Leidy and I then fought the old way, the big way, the way that felt, after the night before with my dad, less like a fight and more like a script I was following. We knew what to do and where it would end: I called her a liar and accused her of pushing me out of our family. She called me a snob and said I didn’t care about anyone but myself. I told her I’d stayed at Papi’s the night before and she called me a traitor, and I said she’d been listening to Mami too much and told her if she really wanted to see a traitor she should look in the mirror. There was a lot of yelling and stomping around and picking up of a crying Dante and Don’t you dare pick up my kid! threats. There was aggressive unzipping of suitcases and fierce proclamations of You’re not sleeping in my room and rebuttals of This is our room, and She’s our mom and What gives you the right, et cetera, et cetera. Until it wound down and flared up and wound down again, until the crap in Dante’s diaper found our noses and made us gag through our stern mouths, the room eventually smelling so bad we had to step out into the living room, where the curtains were open and from where we watched the crowd down the block grow and grow, the line of people headed to join it passing like a parade.

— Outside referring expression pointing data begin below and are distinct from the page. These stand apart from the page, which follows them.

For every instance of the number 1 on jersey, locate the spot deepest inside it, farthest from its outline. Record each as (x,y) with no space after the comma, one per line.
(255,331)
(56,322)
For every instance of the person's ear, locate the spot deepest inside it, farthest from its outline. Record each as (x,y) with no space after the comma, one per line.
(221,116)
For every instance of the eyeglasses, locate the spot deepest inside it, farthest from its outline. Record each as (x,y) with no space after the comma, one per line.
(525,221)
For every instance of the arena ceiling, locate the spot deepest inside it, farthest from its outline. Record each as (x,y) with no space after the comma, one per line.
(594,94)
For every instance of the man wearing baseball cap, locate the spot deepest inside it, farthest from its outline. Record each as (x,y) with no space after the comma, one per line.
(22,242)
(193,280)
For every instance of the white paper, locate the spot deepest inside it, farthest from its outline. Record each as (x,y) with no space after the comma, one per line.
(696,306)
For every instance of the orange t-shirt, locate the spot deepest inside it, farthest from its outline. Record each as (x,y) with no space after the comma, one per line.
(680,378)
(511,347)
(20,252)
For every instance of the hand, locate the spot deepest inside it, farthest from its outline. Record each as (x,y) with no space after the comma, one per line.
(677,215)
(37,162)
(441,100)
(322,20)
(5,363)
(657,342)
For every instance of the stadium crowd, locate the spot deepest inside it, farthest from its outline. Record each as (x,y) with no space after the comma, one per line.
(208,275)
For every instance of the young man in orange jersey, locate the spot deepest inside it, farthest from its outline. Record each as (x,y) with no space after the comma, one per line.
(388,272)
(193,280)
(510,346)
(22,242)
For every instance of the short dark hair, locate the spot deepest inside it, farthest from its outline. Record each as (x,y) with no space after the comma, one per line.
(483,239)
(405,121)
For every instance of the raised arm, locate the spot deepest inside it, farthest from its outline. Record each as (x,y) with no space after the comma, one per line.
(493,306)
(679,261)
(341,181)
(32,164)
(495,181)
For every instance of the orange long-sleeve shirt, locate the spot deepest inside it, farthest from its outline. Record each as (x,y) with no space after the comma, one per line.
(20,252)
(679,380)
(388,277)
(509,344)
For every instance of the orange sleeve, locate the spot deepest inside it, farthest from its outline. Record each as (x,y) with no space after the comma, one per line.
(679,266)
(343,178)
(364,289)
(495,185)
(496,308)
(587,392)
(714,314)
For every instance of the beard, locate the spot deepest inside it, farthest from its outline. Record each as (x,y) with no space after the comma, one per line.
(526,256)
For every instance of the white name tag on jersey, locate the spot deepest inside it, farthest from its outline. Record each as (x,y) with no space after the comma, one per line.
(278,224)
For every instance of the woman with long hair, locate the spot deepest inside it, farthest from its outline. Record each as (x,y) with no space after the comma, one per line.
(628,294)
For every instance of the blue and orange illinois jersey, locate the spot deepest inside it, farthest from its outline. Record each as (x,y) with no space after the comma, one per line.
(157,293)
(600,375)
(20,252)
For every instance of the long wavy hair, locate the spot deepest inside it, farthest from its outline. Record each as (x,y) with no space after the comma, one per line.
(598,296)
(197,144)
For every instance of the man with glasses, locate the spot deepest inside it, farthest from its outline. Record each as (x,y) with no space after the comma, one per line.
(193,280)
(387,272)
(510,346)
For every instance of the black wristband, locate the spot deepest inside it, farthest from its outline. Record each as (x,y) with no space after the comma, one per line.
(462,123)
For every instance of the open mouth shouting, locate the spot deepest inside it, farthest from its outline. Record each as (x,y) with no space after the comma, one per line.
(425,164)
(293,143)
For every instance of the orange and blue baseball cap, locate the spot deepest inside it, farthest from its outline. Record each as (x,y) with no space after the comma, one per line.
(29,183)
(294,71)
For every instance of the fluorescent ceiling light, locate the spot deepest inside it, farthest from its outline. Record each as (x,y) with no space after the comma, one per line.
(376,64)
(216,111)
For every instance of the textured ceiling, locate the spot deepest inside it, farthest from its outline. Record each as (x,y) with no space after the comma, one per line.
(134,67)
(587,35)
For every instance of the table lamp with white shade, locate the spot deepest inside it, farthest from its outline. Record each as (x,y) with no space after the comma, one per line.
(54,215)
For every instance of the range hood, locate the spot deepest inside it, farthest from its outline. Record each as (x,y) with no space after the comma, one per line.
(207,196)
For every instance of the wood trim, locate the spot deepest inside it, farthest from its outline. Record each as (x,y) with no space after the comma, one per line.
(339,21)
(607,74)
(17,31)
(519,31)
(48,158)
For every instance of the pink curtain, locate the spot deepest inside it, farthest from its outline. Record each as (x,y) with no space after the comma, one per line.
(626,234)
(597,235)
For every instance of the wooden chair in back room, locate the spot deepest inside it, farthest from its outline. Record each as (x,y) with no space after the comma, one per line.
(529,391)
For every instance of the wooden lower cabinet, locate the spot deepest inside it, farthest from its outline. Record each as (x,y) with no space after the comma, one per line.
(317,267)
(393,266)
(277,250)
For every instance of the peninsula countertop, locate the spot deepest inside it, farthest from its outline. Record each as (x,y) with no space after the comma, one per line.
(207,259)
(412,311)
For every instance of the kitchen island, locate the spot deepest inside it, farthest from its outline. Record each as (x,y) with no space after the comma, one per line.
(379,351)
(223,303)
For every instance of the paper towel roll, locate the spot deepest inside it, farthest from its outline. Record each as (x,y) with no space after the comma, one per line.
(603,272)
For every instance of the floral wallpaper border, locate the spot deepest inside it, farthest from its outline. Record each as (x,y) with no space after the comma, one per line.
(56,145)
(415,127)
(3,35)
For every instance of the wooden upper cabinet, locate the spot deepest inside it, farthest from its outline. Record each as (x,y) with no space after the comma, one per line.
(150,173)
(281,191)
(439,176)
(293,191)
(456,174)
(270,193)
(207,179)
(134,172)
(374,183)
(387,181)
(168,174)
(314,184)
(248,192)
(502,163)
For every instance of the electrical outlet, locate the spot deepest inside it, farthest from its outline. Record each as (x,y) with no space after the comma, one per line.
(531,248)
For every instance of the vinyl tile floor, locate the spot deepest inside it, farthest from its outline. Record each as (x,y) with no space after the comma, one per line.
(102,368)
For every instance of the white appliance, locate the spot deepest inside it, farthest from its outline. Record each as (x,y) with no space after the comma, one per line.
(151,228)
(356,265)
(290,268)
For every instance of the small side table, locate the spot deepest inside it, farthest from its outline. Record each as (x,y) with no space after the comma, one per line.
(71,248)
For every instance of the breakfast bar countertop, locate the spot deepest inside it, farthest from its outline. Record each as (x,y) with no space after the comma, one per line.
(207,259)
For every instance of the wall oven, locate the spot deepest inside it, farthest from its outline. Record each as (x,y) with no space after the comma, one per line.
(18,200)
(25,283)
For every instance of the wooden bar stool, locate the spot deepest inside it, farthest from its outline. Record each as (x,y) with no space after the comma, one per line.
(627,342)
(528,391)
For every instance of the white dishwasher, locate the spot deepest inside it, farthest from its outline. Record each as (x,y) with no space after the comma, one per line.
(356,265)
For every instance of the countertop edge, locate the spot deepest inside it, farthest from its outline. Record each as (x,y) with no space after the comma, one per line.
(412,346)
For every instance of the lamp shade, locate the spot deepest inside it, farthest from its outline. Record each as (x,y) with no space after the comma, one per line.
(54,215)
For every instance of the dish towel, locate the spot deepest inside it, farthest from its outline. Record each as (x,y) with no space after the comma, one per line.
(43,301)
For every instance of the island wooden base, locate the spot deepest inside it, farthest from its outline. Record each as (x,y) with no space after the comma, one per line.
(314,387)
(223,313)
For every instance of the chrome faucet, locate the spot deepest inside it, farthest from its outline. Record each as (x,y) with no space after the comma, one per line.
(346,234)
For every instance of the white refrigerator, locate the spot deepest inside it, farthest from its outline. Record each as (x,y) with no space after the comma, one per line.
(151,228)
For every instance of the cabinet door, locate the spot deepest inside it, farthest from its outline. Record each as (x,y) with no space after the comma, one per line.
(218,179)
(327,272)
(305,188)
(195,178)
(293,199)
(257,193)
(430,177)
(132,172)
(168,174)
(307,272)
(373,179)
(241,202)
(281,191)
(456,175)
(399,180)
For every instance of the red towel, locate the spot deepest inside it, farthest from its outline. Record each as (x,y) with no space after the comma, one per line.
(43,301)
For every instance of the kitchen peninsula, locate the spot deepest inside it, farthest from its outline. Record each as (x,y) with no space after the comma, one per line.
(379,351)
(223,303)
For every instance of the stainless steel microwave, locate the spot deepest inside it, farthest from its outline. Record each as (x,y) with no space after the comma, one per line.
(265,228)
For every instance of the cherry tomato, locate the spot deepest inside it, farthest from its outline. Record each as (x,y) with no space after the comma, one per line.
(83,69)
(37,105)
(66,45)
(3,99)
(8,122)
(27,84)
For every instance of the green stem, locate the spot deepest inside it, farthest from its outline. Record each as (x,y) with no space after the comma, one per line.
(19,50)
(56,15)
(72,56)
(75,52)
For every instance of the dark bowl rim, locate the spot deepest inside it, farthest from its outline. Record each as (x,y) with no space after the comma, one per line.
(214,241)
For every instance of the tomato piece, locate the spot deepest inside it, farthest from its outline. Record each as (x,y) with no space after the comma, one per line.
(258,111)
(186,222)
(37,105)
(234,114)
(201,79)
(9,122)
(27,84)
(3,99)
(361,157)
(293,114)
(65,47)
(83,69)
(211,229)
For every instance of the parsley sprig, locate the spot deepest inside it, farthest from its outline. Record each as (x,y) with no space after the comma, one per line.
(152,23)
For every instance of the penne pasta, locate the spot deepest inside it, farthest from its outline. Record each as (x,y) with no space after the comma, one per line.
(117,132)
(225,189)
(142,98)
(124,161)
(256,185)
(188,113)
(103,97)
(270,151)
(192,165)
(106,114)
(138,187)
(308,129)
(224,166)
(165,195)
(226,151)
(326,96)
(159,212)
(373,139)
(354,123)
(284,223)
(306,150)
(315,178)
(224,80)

Later I would see that I was wrong about Leidy, wrong to think I wouldn’t need her and that being a mom herself hadn’t changed her in a way that would help us deal with Mami. I was wrong to believe the stories we’d been told about ourselves: that I was the only one bright enough and aware enough to have some kind of plan. But in the quiet of the apartment—feeling loud in its own way for coming after the riot of our fight—Leidy said, I am happy to see you, you stupid hoe. You’re the hoe, I said back, and there we were, two hoes staring out a window, one thinking the worst of the fighting was over, the other glad to have the opening act out of her way.